Bangladesh's first commodity exchange by this year
The Chittagong Stock Exchange (CSE) is planning to launch the country's first commodities exchange, or futures market, this year, aiming to reduce the price difference of commodities between what consumers pay and what producers get.
Insiders say the opening of the commodity exchange may enable buyers and producers to buy and sell goods at competitive prices and reduce the scope of manipulation in the commodity market now alleged to have been rampant in domestic trades.
"Our producers lament that they don't get fair prices while consumers are paying far too much. Such disparities may dissipate through the commodities exchange," said Shaikh Shamsuddin Ahmed, commissioner of the Bangladesh Securities and Exchange Commission (BSEC).
Sometimes, farmers throw away their potatoes, tomatoes and other agricultural products in anguish over the low prices stemming from inefficient market mechanisms.
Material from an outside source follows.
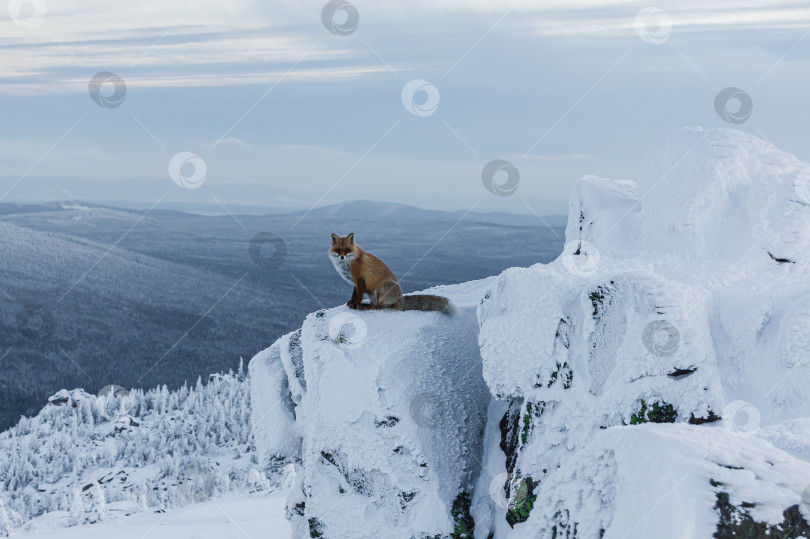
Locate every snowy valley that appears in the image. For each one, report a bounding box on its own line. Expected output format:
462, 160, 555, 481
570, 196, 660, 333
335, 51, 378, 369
0, 128, 810, 539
To make the market efficient and ensure proper export and import, a commodities exchange is necessary in Bangladesh, he said, adding that for this the BSEC was planning for a futures market.
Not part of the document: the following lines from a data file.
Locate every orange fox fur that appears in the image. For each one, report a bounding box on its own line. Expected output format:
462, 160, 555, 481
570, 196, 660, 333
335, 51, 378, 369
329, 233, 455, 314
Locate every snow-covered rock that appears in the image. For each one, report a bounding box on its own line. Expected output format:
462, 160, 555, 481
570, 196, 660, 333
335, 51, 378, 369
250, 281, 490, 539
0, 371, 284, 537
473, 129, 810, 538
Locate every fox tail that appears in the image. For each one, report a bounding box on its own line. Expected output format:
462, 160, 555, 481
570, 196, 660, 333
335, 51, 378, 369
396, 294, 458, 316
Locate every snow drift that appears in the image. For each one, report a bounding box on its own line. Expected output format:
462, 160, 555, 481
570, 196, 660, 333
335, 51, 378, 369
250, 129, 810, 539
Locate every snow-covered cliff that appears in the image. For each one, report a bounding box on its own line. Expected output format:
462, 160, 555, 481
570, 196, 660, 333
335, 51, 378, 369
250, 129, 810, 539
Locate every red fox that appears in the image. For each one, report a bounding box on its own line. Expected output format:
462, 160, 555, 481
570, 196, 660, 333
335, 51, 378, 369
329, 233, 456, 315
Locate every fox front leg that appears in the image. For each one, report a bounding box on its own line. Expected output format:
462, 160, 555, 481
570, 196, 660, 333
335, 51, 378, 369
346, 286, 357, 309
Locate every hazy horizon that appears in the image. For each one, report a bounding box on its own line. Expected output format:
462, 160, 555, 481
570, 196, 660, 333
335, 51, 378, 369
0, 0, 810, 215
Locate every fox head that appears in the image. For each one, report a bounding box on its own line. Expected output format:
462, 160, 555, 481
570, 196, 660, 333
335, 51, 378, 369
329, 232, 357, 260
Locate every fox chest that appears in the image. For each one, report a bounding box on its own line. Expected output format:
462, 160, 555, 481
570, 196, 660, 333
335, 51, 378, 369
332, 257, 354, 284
A commodities exchange is a legal entity that determines and enforces rules and procedures for trading standardised commodity contracts and related investment products.
Traders rarely deliver any physical commodities through a commodities exchange.
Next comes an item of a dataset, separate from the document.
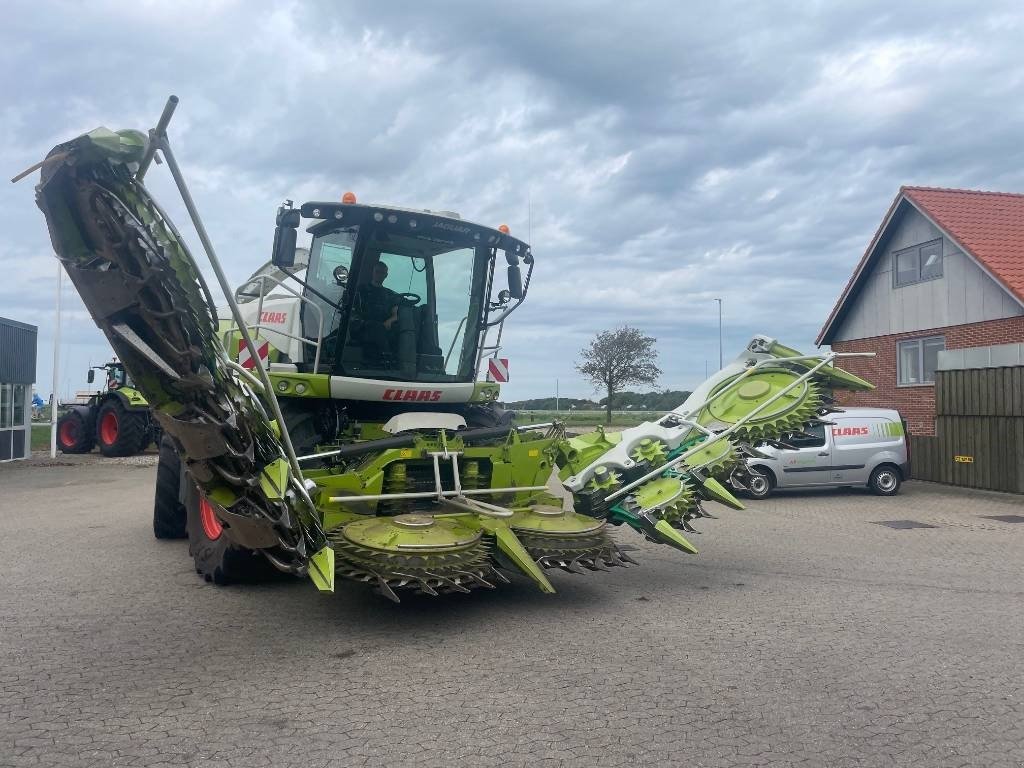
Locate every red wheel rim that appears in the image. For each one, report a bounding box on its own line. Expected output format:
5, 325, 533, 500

Instead, they trade futures contracts, where the parties agree to buy or sell a specific amount of the commodity at an agreed-upon price, regardless of what it currently trades at in the market at predetermined expiration date.
According to experts, a commodity exchange allows farmers to lock in prices using forward contracting. This also reduces the risk of a drastic price drop.
An exchange helps increase the liquidity for farmers since it assists them to access funds without any interest. As a result, they don't need to borrow at higher interest rates from sources such as banks or usurers.
In order to launch the market, the port city bourse is scheduled to sign a memorandum of understanding (MoU) with the Multi Commodity Exchange of India (MCX) tomorrow to appoint it as a consultant.
In 2003, MCX became one of the first exchanges to open in India.
It provides a platform for price discovery and risk management across varied segments, including industrial metals, energy and agricultural commodities.
MCX will recommend bylaws and regulations based on generic regulatory compliance and international best practices, products, clearing and settlement methods, trading and surveillance systems and warehousing, delivery infrastructure and partnership models.
It will also suggest reference pricing mechanisms, setting of spot price and functionalities of a price advisory committee; employ third-party data and practical market trends; train stakeholders on the market; and develop a five-year consolidated business plan.
MCX will share sample business rules so that the CSE can develop or customise that of its own to expedite the project.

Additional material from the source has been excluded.